We kept nearly running toward the front of the train where we had reservations in a sleeping car. You must pay a bit more for those accommodations, but the rail company limited the riders to only six in a small compartment. I knew we all could handle that. Once on board, we found our compartment just as the brakeman blew his whistle and the train started forward with a lurch. We had to run out a couple of free-loading squatters who had wanted to occupy our seats thinking that we were not going to show up at such a late call.
As I settled into my bench seat the train began to pick up speed. On the other side of the glass windows of the compartment stark reality slid along the landscape. Poverty, shanty huts with corrugated tin roofs, raw sewage running openly toward the train tracks, women in dirty but brightly colored saris, scads of naked kids playing with discarded pieces of rope, and wheels broken off from junk carts and old scooters. People, people, and millions more people. How did they exist? Where would they scavenge for their food? Had they ever taken a bath, or did the filth finally accumulate to a level where it flaked or chipped off? Did they really find solace in thinking that they would be reincarnated into something better in another 25 or 40 years? How many of them could look and read any part of the sign that said “sleeper car” on this coach? Had they ever wondered what the strange ink figures on a piece of newspaper were trying to convey, or did it even matter to them?

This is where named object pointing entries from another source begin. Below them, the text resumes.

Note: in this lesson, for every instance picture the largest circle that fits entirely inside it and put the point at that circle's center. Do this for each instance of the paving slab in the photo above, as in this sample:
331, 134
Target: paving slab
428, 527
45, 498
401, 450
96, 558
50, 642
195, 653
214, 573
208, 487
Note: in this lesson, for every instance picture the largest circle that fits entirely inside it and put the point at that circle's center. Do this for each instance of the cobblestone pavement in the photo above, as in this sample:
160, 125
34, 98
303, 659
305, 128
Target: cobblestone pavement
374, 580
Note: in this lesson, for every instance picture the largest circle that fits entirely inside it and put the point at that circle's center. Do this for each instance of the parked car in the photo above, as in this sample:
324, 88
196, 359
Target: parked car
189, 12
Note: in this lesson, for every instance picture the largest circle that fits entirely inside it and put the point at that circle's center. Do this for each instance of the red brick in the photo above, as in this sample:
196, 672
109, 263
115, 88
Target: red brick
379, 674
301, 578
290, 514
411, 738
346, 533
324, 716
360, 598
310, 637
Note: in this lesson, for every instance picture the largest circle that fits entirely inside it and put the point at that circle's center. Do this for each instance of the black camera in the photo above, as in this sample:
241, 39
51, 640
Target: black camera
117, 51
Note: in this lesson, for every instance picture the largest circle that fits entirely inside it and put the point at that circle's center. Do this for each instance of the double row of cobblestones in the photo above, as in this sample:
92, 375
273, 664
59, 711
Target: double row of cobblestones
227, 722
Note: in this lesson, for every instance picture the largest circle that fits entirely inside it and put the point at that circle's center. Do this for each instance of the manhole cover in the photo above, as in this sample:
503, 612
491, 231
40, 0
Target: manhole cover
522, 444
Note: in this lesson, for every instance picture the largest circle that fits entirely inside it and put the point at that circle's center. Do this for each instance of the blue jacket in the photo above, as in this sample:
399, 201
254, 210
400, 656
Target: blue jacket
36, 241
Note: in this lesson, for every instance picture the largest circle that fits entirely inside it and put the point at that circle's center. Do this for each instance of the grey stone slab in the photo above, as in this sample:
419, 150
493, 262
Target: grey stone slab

My mind went back to the devastated villages in the earthquake and cyclone areas. Why weren’t the Hindu and Muslim “do-gooders” doing anything humanitarian to help their own countrymen? It seemed that the only effective relief and reconstruction projects were being carried out by Christian-based organizations, and that was in a country where the population was 82% Hindu and 13% Muslim.
I closed my eyes and welcomed the gentle swaying of the train coach, which seemed to rock some security and sensibility back into my soul. “Project C.U.R.E. was the right thing to do. I wanted to spend all the rest of the energy allotted to me in boasting not of wisdom or strength or wealth, but that I would know and would understand God who exercised loving kindness, justice, and righteousness. I wanted to delight in those things just as he does.”